3 Petitioner’s counsel also highlighted the fact that M.R.’s hymen showed no sings of injury and that her four- millimeter genital opening suggested that penetration would be impossible. ECF No. 7-91 at 376–89. Following Petitioner’s conviction, Judge Ashworth sentenced him to an aggregate of fifteen to thirty years’ incarceration on January 31, 2014. ECF No. 7-31. Petitioner filed a direct appeal to the Superior Court of Pennsylvania on March 24, 2014 and the Superior Court affirmed the judgment of sentence on April 24, 2015. ECF Nos. 7-39, 7-45, 7-47. Petitioner did not seek

further review. ECF No. 7-75 at 4. On April 22, 2016, Petitioner filed through counsel a timely PCRA petition raising six ineffective assistance of counsel claims. Id. at 5. Included in the petition were the claims that trial counsel “erred in having the victim identify [him] through a photograph at trial,” and further erred by failing to “consult with an expert, retain an expert, and present the testimony of an expert” to “rebut the testimony of the Commonwealth’s [expert witness].” Id.
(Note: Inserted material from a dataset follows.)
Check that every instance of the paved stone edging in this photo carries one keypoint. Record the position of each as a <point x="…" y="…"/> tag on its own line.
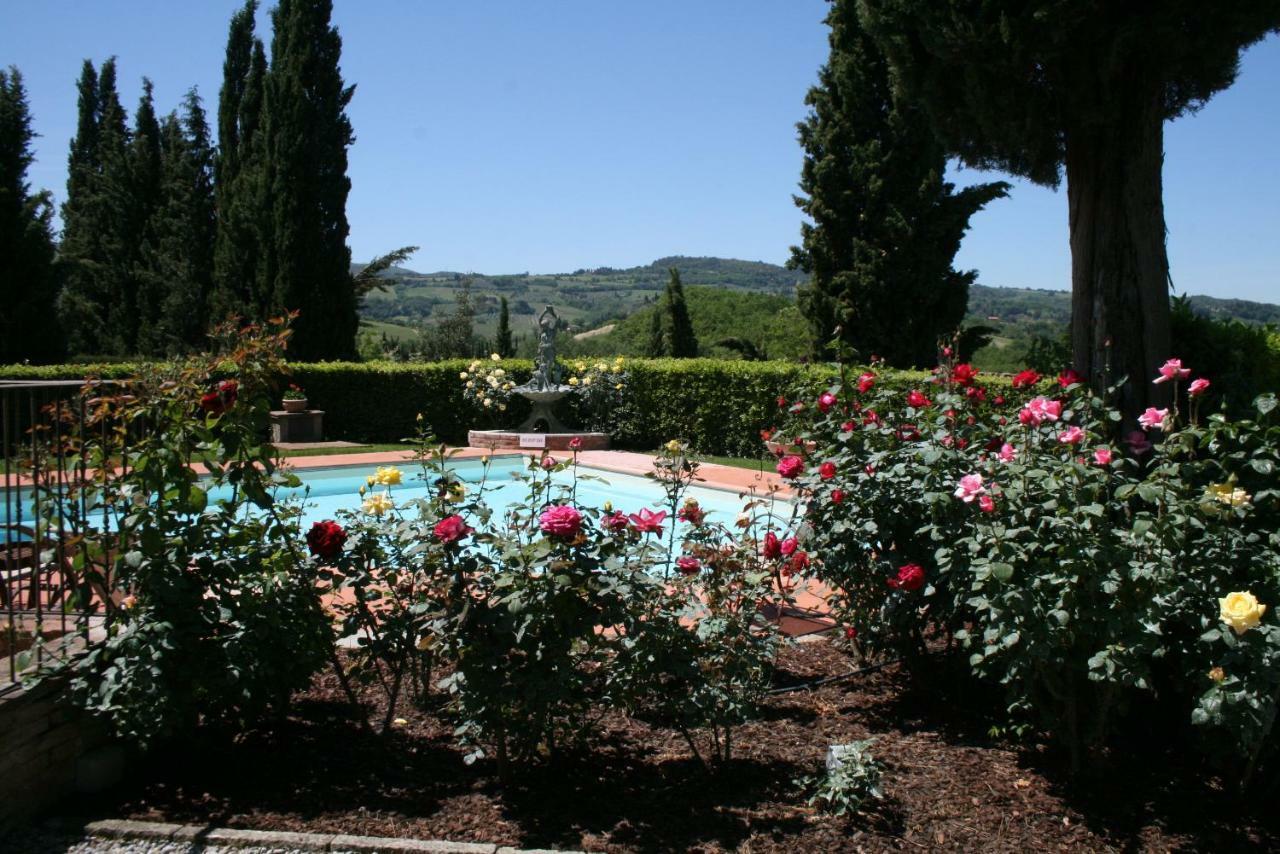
<point x="204" y="835"/>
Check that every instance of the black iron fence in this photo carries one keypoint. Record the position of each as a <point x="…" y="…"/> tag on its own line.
<point x="55" y="575"/>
The

Commonwealth responded to the PCRA petition and conceded the need for an evidentiary hearing on the issue of trial counsel’s failure to call a rebuttal expert witness. Id. at 6. On October 25, 2016, Judge Ashworth issued a notice of intent to dismiss the other five claims without further proceeding because they lacked a genuine issue of material fact. ECF No. 7-81. On March 28, 2017, after receiving no response from Petitioner, Judge Ashworth dismissed the five claims accordingly. Id. at 5.

An evidentiary hearing was held on the remaining PCRA claim on June 26, 2017. At the hearing, trial counsel explained that his decision to show M.R. a photograph of petitioner was taking “a chance” and that it “didn’t work out.” ECF No. 7-94 at 22–23. He further explained his decision not to call a rebuttal expert witness. He provided that he wanted to attack the expert testimony through a “layperson attack” by “trying to impress on the jury that [the penetration] was unrealistic.” Id. at 8–9. Trial counsel explained that he was “trying to discredit the expert without calling another one” and that his strategy was focused on M.R.’s credibility because she was uncertain of who assaulted her, when she was assaulted, and possibly, who Petitioner was. Id. Petitioner’s counsel in the PCRA claim, attorney Jonathan Crisp, produced an expert witness, Suzanne Rotolo, Ph.D., to rebut Nurse Stover’s trial testimony and demonstrate trial counsel’s alleged ineffective assistance. Id. at 28–72. Mr. Crisp attacked Nurse Stover’s citation to Normal

Doesn’t Mean Nothing, arguing that she incorrectly stated ninety-five percent of sexual abuse examinations are “normal.” Id. at 82–89. However, Dr.